Learn to be natural from nature
Everything is perennially renewing without our involvement except for the mind that we allow to age. We are a part of nature and if we allow the mind to become static and set in its ways by insisting in its preferences—we will be stuck in time while everything changes.
The door to changelessness is through the face of change. What changes are the appearances that changelessness assumes, but appearances are not the substance. This changelessness is not far off or the purview of specialists but your experience this very moment as you are reading these lines—not only are you reading these words, you are also aware that you are reading.
This awareness is changeless and has not aged, though the body and mind have. This awareness is neither male nor female, rich or poor, or of any nationality or religion because it is aware of all these modifications and limitations. Awareness is here and now but we seek the hand of habit and handoff changelessness for the turbulent waters of change. The unchanging that we are finds itself bobbing on the waters of change and it is not necessary at all.
What makes change so difficult?
We or the ‘me’ makes change difficult as it wants change but it does not want to change. So, it introduces the time process, “Tomorrow or next year, I will do this or change that way…” Any resolve that involves time process is not a resolve but the faint hope of an unclear heart. Change is here and now if we are willing to change, not to change anything but simply ‘to change’ right here and now.
When vigilance is natural, change is natural, as one sees every situation just as it is and the inner intelligence which is not burdened by conditioning responds. These two, vigilance and the awakened inner intelligence, are not different. Vigilance is the awakened inner intelligence that sees and responds to things as they are.

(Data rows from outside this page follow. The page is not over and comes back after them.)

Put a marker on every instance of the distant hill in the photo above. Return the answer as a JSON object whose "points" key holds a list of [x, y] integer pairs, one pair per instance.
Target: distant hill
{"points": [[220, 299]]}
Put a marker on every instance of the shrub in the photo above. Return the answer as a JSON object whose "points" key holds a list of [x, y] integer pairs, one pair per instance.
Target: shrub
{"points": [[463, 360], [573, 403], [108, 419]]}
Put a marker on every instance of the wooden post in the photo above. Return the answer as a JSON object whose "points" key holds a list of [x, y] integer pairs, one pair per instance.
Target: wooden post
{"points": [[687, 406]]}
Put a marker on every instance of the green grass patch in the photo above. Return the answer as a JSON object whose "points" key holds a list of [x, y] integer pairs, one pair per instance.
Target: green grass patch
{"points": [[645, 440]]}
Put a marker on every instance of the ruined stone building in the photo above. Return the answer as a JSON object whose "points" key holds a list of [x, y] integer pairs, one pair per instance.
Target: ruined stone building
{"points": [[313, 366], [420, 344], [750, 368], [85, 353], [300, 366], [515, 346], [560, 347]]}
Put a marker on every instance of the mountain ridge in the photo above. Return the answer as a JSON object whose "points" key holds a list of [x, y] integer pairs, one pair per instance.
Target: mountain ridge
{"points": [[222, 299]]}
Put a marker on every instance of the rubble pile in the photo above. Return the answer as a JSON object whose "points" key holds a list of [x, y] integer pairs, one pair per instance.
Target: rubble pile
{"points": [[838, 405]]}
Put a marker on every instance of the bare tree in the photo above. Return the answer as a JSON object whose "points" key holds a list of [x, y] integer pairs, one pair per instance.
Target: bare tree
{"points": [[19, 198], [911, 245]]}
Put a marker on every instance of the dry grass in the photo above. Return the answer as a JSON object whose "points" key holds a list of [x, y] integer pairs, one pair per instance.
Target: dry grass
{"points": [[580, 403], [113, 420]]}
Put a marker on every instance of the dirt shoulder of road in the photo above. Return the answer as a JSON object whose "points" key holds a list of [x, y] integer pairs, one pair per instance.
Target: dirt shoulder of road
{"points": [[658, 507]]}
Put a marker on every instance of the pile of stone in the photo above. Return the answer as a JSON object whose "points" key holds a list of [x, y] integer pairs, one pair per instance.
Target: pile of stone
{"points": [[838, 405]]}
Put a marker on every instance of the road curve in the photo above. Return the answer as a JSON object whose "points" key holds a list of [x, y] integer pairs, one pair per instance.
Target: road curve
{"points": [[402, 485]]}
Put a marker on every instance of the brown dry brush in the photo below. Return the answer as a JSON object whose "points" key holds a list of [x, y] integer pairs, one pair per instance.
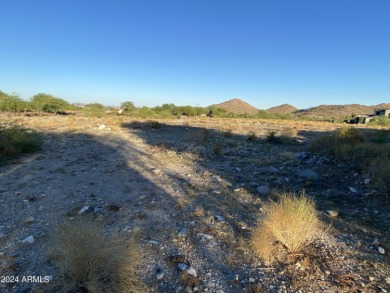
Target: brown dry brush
{"points": [[286, 227], [90, 261]]}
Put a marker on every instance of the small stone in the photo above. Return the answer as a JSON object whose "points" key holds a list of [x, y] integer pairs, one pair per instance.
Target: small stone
{"points": [[83, 209], [156, 171], [308, 174], [182, 266], [219, 218], [29, 239], [191, 271], [182, 233], [29, 220], [206, 236], [262, 189], [332, 213], [232, 278], [353, 190]]}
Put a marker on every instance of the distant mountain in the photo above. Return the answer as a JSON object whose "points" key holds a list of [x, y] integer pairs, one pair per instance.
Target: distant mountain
{"points": [[340, 111], [237, 106], [282, 109]]}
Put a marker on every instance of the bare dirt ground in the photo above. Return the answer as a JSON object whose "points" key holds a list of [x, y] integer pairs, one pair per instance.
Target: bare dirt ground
{"points": [[194, 189]]}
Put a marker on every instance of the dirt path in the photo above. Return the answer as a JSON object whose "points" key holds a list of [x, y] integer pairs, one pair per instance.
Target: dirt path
{"points": [[193, 192]]}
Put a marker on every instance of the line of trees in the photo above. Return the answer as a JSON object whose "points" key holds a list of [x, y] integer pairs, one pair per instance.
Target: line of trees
{"points": [[47, 103]]}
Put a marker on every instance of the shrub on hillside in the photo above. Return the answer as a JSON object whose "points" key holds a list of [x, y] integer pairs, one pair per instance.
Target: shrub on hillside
{"points": [[89, 261], [286, 226], [15, 140]]}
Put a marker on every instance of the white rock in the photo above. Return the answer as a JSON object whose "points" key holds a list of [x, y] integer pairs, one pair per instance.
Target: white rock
{"points": [[191, 271], [206, 236], [29, 239], [353, 190], [332, 213], [262, 189], [83, 209]]}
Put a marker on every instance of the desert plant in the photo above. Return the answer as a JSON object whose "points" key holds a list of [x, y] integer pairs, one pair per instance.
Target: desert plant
{"points": [[16, 140], [271, 137], [89, 261], [288, 225], [251, 136], [217, 146]]}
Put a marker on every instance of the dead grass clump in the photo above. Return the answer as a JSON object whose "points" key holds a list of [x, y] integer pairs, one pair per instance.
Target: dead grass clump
{"points": [[90, 261], [288, 225]]}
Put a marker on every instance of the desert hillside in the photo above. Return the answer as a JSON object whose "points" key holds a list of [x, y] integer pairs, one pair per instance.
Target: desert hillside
{"points": [[282, 109], [237, 106], [340, 111]]}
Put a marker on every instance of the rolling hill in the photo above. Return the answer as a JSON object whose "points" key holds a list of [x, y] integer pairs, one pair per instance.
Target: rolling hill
{"points": [[237, 106]]}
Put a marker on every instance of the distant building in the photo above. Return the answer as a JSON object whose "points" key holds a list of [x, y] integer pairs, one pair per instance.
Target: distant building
{"points": [[365, 118]]}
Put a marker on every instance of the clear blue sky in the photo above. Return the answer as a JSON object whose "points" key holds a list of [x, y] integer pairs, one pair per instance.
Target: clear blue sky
{"points": [[197, 52]]}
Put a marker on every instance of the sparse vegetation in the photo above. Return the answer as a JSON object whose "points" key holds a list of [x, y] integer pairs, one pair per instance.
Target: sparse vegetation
{"points": [[16, 140], [288, 225], [90, 261], [350, 145]]}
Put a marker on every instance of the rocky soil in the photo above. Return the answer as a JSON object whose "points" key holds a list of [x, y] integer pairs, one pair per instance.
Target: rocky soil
{"points": [[194, 190]]}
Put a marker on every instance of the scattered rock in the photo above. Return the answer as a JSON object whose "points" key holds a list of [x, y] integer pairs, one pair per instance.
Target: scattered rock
{"points": [[155, 171], [332, 213], [206, 236], [182, 266], [262, 189], [191, 271], [308, 174], [182, 233], [160, 276], [353, 190], [84, 209], [29, 239], [219, 219], [29, 220]]}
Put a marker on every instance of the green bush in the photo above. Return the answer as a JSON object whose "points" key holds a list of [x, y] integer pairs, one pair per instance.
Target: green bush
{"points": [[15, 140]]}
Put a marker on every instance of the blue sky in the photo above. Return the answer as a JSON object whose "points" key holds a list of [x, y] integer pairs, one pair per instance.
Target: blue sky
{"points": [[202, 52]]}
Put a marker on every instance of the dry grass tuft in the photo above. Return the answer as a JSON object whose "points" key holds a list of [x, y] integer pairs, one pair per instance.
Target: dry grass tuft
{"points": [[288, 225], [89, 261]]}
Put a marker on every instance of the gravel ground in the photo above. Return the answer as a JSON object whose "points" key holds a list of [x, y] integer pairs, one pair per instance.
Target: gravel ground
{"points": [[194, 190]]}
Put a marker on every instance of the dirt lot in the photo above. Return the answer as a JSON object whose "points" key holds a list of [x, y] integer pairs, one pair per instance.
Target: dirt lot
{"points": [[194, 189]]}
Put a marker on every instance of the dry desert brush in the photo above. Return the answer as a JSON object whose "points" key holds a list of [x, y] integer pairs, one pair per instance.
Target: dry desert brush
{"points": [[287, 226], [90, 261]]}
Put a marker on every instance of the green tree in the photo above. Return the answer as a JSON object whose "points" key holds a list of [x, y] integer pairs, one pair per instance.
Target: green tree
{"points": [[12, 103], [127, 106], [48, 103]]}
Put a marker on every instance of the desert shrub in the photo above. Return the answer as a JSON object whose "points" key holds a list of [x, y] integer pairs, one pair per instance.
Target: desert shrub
{"points": [[155, 124], [217, 146], [271, 137], [251, 136], [16, 140], [228, 133], [350, 146], [287, 226], [90, 261]]}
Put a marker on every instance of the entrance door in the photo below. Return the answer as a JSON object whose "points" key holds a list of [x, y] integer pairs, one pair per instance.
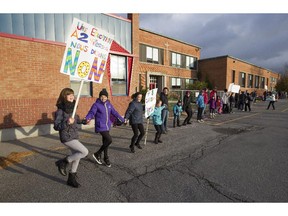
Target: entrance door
{"points": [[156, 82]]}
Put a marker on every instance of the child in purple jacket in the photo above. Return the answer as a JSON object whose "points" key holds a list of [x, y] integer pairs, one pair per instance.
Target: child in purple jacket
{"points": [[212, 106], [101, 111]]}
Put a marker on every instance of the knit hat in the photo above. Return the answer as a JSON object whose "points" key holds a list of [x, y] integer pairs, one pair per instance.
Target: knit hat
{"points": [[103, 92]]}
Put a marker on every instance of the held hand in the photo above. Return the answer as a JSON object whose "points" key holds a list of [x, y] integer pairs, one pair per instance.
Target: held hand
{"points": [[71, 121]]}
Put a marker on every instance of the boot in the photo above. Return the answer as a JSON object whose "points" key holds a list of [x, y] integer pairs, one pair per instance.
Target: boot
{"points": [[62, 166], [160, 141], [72, 180], [178, 123], [156, 138]]}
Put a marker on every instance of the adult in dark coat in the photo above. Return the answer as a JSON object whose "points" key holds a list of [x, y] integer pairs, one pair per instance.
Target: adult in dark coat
{"points": [[187, 107], [165, 112]]}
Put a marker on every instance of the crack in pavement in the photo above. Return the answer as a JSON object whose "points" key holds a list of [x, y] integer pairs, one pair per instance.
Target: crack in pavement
{"points": [[203, 150]]}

Vigilance or intelligence does not respond to speculation or worry as they have no corresponding reality that can be seen. As long as we prefer conditioning of any sort, we choose thought instead of reality and face habit instead of things as they are. It is not possible to bring about real change when facing the wall of our thoughts.
Face things as they are from moment to moment, as they arise and see that change is not something to be done but the best response to the present moment.
The tussle of giving up
Change does not involve giving up anything real as giving up only comes into question when one holds something. When all things are in process of change, what is it that you are holding onto please? Kindly look at this impartially and very closely. The tussle or struggle of giving up something for something else is not giving up ‘things’ per se but the ideas, notions, hopes and expectations we have from and about them. These are not a reality and have nothing to do with people, things or conditions—they are notions in our mind and this is conditioning.
Conditioning conditions reality or things as they are and the conditioned mind sees itself—never what actually is. When one is awake to this foolishness, staying awake one sees things as they are without the interference of conditioning and does what is best, without the ‘me’ which is also a notion and life flows.
If there is one thing change involves it is giving up conditioning that has caused great sorrow and confusion and facing things as they are so the clarity of direct perception, which is perception without the interference of any conditioning, can respond to life. What is the struggle in this?
Down to brass tacks
Our own resistance makes change difficult—nothing else. Outwardly things make take time to reflect inner change but that is not change, only a reflection of change which is always inner. The unawakened old mind resists change because it thinks it finds security in the known—even if it be sheer ignorance. When one is awake, these difficulties do not appear—as the new mind, the ever-fresh mind, the mind free of conditioning sees directly and clarity of perception itself acts.